#Open_positions > Clinical Research Associate (CRA) - ISR
#Clinical Research Associate (CRA) - ISR

Who are we?

We are here to improve the lives of patients through innovative technologies. We're a rapidly growing inter-disciplinary team of professionals passionate about developing disruptive technologies that use the body’s immune response in order to empower physicians to make better informed decisions. Our first goal is to address one of the most frequent medical encounters – the fever encounter (www.me-med.com).

Who are we looking for?

If you're a highly motivated team player, with a passion for realizing game changing medical products that can impact patients, we would love to hear from you.

We are seeking a top notch experienced Clinical Research Associate to join our medical team and support MeMed’s clinical and medical activities.

Responsibilities include participating in various clinical studies aspects and supporting the day-to-day activities of the clinical team of the company.

We seek a team player that enjoys working in a dynamic and creative environment. The candidate needs to be detail oriented, possess problem solving capabilities and with superb communication skills.

Primary Job Responsibilities:

  • Participating in site selection, initiation, monitoring and close-out visits, plus maintaining appropriate documentation, in large multi-center studies both in Israel and abroad.
  • Maintaining day-to-day communication with different clinical site personnel
  • Manage protocol administrative related tasks and study training activities.
  • Evaluating the quality and integrity of site practices.
  • Managing progress by tracking regulatory submissions, recruitment, case report form (CRF) completion, and data query resolution.
  • Communicating with a variety of colleagues and customers.
  • Develop aids to allow sites to proceed expeditiously (e.g. newsletters, flow charts) and advance the program overall (metrics, monitoring tools).
  • Provide assistance with central and local IRB submissions, IRB status reports, and IRB modifications
  • Assist with preparations for FDA regulatory submissions.

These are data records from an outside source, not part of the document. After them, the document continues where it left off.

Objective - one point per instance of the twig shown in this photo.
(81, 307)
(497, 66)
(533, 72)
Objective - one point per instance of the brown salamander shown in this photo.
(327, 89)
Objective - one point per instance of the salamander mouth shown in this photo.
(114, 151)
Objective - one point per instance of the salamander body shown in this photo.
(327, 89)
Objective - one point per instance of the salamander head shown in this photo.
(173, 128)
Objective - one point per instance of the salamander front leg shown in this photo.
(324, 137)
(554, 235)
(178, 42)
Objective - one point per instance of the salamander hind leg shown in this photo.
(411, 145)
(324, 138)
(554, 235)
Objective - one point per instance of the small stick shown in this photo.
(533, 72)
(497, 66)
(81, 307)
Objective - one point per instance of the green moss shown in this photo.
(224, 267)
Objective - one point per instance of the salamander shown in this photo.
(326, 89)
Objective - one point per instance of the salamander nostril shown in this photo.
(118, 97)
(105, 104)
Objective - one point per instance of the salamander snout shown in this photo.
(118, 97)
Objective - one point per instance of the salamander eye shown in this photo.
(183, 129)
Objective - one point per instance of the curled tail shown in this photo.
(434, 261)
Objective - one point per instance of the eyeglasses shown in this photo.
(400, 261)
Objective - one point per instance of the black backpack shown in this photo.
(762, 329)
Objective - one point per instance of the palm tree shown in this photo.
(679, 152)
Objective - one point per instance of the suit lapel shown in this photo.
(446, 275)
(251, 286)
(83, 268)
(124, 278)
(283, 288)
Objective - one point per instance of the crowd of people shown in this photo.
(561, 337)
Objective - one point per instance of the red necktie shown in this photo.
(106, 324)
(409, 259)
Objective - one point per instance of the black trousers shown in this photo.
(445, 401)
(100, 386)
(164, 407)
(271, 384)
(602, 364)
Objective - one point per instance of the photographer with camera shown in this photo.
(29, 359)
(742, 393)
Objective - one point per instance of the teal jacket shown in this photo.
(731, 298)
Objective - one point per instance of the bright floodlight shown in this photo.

* The above description is intended to describe the general nature of the job that may include other duties as assumed or assigned; it is not intended to be all inclusive or limit the duties of the position.

 Skills and Competencies:

  • Excellent organizational and planning skills
  • Detail oriented, with an ability to multitask and prioritize in a fast-paced environment
  • Good problem-solving abilities, flexibility, team player with excellent interpersonal and presentation skills
  • Proficient use of standard MS Office applications (Word, Excel and PowerPoint)
  • Excellent English proficiency (oral and written)
  • Availability to travel abroad

Education, Experience, and Training Requirements:

  • Sc. or higher qualification within Life Science, Pharmacology, or a relevant discipline.
  • At least 2 years as a CRA – including involvement in IRB submissions, monitoring and auditing of clinical trials.

Location & Travel:

MeMed is located at Haifa, Israel. The role Involves traveling to different sites.